Andrew Bird

Andrew Bird & The Mysterious Production of Eggs

(Righteous Babe Records)

Friday, February 24th

Weber Music Hall UMD

Andrew Olson

Reader Weekly

Born in Chicago and now in his thirties, Andrew Bird may be hitting the pinnacle of songwriting. His new album, Andrew Bird & The Mysterious Production of Eggs is a trip through a world of “accidental suicide” and “a nervous tic motion of the head to the left.” It also is softly melodic and lulls you into deep lyrical thought using a maze of music.

The CD begins with a long videogamesque intro. After a few moments the music grows softer and the second song, “ Savoy” begins. The changes are what begin to real you in, but there is a slight eeriness to the intricate melodies. This song grabs attention and leads into the best tune on the album, “A Nervous Tic Motion Of The Head To The Left”. What this one does really well is take all of Andrew’s experimental sounds and capture a real moment. There was a “Michelle” meets 1970s sci-fi feel with a violin filling in here and there. The beat trots and stays straight while the violin cruises around the corners. The lyrics are perfectly emphasized by the music and everything hits the note. Andrew has a full voice with a rounded tone, like a wider ranged Beck.

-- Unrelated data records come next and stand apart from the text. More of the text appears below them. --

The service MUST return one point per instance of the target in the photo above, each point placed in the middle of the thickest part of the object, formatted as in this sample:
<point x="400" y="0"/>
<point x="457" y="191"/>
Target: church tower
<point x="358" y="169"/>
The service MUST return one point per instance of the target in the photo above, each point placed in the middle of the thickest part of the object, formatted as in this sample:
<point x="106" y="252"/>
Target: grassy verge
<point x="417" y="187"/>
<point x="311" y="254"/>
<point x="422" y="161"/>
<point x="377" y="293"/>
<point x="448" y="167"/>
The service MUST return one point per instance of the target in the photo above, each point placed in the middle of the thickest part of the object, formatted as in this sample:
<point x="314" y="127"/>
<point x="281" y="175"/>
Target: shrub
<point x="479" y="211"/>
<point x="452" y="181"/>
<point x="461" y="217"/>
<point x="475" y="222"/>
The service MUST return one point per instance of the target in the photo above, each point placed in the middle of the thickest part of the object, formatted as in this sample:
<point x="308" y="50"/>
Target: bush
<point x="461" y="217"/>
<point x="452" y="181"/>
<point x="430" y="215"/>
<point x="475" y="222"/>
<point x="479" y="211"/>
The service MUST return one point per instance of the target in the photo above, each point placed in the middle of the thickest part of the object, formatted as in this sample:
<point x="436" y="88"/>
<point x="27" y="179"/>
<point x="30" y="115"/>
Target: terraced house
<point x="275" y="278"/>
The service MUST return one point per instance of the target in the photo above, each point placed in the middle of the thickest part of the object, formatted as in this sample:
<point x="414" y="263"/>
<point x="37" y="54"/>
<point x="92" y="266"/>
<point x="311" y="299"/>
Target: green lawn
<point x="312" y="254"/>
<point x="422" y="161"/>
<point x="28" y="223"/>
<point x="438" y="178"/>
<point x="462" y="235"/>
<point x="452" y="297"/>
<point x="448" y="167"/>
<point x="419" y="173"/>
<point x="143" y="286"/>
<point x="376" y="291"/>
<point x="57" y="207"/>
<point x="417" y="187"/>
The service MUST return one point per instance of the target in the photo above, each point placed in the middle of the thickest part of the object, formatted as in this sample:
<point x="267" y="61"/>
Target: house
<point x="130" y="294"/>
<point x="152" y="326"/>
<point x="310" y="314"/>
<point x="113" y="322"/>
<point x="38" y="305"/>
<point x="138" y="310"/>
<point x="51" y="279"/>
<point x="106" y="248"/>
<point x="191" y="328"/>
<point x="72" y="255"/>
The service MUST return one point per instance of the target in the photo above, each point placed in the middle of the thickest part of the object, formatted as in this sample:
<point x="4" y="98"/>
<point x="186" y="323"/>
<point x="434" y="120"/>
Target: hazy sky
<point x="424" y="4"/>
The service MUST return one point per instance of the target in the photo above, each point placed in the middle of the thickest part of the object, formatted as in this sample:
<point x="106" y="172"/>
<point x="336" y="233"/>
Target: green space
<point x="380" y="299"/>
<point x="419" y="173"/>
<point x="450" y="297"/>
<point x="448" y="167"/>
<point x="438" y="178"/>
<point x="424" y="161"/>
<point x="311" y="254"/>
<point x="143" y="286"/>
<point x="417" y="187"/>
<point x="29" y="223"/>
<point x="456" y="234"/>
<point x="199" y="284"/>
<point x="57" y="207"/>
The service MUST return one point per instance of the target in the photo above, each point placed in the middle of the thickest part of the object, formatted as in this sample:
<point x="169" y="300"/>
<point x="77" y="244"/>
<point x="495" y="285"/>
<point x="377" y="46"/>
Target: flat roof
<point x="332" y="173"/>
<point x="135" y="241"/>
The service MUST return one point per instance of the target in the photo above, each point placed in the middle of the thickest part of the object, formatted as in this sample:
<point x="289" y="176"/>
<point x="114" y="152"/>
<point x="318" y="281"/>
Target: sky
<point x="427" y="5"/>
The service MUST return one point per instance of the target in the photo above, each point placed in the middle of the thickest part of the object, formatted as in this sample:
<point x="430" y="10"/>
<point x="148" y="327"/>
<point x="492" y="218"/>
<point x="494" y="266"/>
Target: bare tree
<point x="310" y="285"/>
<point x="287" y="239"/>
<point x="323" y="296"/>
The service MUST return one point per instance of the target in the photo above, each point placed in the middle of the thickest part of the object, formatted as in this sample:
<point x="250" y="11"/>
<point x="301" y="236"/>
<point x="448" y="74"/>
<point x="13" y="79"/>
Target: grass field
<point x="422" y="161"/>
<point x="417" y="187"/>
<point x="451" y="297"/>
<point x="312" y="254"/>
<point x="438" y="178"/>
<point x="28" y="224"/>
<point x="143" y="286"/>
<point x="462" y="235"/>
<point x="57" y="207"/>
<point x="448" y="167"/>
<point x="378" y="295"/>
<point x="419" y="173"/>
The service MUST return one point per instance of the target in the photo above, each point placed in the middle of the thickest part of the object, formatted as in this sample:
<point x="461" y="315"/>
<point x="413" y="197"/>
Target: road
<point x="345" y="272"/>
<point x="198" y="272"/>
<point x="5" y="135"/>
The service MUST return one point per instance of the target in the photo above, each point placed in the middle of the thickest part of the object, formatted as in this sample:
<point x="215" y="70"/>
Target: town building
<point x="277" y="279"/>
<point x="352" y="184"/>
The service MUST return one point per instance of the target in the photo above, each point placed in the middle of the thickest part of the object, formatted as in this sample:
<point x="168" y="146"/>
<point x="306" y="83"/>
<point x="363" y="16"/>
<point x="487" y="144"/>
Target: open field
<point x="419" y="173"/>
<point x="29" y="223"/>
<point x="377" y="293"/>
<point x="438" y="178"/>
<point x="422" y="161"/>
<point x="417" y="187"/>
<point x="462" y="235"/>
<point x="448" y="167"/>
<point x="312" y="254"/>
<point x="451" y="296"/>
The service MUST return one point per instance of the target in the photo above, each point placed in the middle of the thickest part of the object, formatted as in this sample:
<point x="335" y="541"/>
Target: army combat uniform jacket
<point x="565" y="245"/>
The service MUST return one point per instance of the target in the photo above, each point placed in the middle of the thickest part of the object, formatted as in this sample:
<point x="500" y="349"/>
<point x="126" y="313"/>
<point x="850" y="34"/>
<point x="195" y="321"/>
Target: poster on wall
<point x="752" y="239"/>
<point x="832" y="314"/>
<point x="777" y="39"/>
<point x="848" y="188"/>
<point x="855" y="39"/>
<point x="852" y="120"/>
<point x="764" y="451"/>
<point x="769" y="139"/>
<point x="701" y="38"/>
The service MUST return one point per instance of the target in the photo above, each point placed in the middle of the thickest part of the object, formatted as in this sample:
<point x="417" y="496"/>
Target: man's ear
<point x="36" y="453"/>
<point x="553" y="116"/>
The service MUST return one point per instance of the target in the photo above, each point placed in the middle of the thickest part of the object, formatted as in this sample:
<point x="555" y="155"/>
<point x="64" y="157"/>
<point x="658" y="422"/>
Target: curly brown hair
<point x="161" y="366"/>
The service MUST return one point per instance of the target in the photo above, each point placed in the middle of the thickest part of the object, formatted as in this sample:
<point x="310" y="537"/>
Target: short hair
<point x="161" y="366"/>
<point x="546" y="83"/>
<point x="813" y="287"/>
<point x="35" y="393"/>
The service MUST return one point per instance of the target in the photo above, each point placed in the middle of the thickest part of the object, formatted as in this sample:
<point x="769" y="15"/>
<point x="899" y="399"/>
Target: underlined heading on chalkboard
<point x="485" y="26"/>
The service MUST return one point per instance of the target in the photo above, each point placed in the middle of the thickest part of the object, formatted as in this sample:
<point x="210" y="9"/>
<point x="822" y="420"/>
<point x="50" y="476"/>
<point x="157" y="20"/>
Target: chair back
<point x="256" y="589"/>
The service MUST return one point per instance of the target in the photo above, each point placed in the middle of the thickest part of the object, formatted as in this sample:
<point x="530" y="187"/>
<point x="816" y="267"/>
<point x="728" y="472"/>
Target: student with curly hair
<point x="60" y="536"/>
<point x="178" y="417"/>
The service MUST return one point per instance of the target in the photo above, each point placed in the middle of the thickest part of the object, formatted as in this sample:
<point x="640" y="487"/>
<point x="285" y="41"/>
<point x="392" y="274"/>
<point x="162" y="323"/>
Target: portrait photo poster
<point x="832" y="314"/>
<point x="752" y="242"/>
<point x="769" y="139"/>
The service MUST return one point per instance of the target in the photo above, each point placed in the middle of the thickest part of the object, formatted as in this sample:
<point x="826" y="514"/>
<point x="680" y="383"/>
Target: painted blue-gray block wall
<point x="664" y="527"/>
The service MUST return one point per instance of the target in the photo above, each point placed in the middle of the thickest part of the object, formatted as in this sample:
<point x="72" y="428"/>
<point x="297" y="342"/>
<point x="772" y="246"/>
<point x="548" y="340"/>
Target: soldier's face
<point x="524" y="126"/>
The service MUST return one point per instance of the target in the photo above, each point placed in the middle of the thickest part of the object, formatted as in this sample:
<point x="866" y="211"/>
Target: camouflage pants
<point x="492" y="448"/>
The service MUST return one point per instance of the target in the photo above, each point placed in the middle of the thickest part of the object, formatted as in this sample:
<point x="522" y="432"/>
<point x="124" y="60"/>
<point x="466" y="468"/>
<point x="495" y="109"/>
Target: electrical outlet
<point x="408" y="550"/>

“Fake Palindromes” crashes in next with an electric onslaught of sounds all gliding together. This sails through the intro and then the song slows down. It has an up-tempo young artsy feel, and Andrew sings, “blood in her eyes in her eyes for you.” The nice thing about this song is that it has some teeth to it in the chorus. A bit harder, there are moments where the bass plays a classic train beat while the music riding the rails is all 1980s. This juxtaposition works into a tune that ends with wrists bound in leather and drilling “a tiny hole into your head.”

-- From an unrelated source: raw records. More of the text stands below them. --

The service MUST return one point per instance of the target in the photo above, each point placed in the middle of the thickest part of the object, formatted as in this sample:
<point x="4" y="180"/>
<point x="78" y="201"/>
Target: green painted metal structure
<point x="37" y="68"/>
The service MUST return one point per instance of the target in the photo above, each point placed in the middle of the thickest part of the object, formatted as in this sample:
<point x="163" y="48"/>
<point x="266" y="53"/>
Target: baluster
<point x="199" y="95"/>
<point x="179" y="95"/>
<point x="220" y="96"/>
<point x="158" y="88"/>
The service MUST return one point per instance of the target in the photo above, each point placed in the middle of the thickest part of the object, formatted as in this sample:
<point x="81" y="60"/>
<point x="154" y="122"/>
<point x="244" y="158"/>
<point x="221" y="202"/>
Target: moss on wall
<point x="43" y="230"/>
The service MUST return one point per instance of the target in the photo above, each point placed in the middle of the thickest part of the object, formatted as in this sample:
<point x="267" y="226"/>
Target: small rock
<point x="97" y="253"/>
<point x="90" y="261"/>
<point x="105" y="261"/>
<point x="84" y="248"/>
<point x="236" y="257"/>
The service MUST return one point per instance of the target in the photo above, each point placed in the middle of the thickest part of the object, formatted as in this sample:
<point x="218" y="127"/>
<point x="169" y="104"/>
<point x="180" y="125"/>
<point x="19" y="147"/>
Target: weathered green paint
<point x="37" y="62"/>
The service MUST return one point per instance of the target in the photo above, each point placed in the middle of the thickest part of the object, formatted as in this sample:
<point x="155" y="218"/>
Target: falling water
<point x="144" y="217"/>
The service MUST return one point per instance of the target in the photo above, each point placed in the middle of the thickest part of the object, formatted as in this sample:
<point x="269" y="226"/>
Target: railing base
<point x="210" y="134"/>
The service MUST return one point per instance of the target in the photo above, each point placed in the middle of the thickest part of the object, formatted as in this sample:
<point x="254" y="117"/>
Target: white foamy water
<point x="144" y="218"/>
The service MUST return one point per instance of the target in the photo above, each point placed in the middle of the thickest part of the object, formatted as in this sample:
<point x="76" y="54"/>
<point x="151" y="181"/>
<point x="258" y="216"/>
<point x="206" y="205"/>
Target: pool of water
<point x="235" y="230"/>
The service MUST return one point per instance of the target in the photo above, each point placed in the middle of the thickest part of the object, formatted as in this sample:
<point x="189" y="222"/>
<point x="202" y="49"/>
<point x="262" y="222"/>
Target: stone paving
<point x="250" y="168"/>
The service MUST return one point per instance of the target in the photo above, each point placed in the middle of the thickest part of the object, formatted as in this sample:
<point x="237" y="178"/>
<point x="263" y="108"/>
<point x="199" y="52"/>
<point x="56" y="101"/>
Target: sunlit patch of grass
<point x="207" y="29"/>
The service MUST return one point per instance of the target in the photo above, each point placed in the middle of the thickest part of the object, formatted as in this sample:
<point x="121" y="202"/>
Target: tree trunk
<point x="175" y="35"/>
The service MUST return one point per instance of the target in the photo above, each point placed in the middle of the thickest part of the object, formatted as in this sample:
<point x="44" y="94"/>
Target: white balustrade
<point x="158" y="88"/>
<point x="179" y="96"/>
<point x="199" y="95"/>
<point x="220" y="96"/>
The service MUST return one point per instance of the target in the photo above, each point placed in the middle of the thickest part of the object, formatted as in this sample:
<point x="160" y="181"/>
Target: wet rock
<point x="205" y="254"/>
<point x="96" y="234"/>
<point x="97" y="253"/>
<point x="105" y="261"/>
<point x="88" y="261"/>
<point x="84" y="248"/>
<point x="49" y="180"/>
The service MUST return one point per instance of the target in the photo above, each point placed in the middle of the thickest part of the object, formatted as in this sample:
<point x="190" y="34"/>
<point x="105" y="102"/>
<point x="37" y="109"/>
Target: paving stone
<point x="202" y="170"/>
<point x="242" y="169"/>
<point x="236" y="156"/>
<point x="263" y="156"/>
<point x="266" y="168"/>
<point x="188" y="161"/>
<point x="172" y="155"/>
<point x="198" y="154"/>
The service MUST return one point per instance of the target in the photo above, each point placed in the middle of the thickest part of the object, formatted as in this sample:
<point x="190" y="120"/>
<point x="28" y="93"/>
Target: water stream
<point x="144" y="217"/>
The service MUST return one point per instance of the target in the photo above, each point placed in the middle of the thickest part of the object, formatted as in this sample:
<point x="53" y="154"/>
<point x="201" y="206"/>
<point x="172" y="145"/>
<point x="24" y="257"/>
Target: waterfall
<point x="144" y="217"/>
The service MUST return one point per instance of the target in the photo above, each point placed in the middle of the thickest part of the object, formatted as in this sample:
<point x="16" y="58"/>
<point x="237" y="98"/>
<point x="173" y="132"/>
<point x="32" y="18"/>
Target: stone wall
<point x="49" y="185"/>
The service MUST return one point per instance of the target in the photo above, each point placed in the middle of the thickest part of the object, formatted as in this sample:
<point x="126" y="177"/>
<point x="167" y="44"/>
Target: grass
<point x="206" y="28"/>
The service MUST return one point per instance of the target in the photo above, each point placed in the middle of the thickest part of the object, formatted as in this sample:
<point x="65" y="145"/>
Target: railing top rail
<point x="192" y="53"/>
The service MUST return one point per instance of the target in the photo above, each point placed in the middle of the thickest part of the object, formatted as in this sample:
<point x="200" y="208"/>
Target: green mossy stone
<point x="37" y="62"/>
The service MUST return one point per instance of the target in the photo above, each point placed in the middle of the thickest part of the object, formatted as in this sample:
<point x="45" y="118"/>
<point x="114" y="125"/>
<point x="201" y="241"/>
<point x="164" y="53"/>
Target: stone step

Not everything is slow dark death though, “Measuring Cups” is a contemplative military song about childhood. Andrew sings, “be the good little soldier / it’s no different when you’re older / you’re predisposed / that’s all for questions now / the case is closed!”

“Banking on a Myth” has a slithering guitar and effects that emphasize a starry chorus. There are also dark sequences with guitar solos and background electronic ambience. Like many other songs on the album this one is softer. The entire CD is intuitive and great to relax or just listen to. You really have a sense of the thought that goes into each piece of music that Andrew writes.

Andrew Bird’s Bowl of Fire was his first band. They recorded three albums from 1997 to 2001 for Rykodisc: Thrills, Oh! The Grandeur, and Swimming Hour. He is now with Righteous Babe Records and has out, Weather Systems, and two live recordings. His live violin/guitar show has toured with the likes of My Morning Jacket, Magnetic Fields, Lambchop, and Ani DiFranco. On The Mysterious Production of Eggs Andrew plays almost everything heard. He is joined by collaborators Kevin O’Donnell on drums and Nora O’Connor singing harmonies.

At Andrew’s live shows he plays the songs different each time. On many occasions while making his albums he would switch studios or have trouble deciding the perfect blend of classical and electronics. When he hits the perfect combination his music is destined for greatness. Soft, deep and with complimenting sounds he created a great CD to relax to and has alive show to marvel at.